Constancy


Who is the honest man?
He that doth still and strongly good pursue,
To God, his neighbour, and himself most true:
Whom neither force nor fawning can
Unpin, or wrench from giving all their due.


Whose honesty is not
So loose or easy, that a ruffling wind
Can blow away, or glittering look it blind:
Who rides his sure and even trot,
While the world now rides by, now lags behind.

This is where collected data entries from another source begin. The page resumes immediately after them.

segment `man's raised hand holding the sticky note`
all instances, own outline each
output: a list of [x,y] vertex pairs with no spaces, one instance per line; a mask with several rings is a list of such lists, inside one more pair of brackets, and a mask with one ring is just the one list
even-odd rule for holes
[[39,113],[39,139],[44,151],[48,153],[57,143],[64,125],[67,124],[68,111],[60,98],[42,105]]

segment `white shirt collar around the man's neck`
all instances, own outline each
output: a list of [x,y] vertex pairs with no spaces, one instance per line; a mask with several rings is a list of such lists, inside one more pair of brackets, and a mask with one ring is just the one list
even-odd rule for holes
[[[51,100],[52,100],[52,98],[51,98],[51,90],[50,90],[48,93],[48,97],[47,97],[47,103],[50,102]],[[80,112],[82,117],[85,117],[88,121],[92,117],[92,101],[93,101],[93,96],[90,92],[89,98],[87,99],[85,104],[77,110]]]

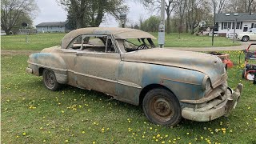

Who, when great trials come,
Nor seeks, nor shuns them; but doth calmly stay,
Till he the thing and the example weigh:
All being brought into a sum,
What place or person calls for, he doth pay.


Whom none can work or woo
To use in anything a trick or sleight;
For above all things he abhors deceit:
His words and works and fashion too
All of a piece, and all are clear and straight.


Who never melts or thaws
At close tentations: when the day is done,
His goodness sets not, but in dark can run:
The sun to others writeth laws,
And is their virtue; Virtue is his Sun.


Who, when he is to treat
With sick folks, women, those whom passions sway,
Allows for that, and keeps his constant way:
Whom others' faults do not defeat;
But though men fail him, yet his part doth play.


Whom nothing can procure,
When the wide world runs bias from his will,
This is the Mark-man, safe and sure,
Who still is right, and prays to be so still.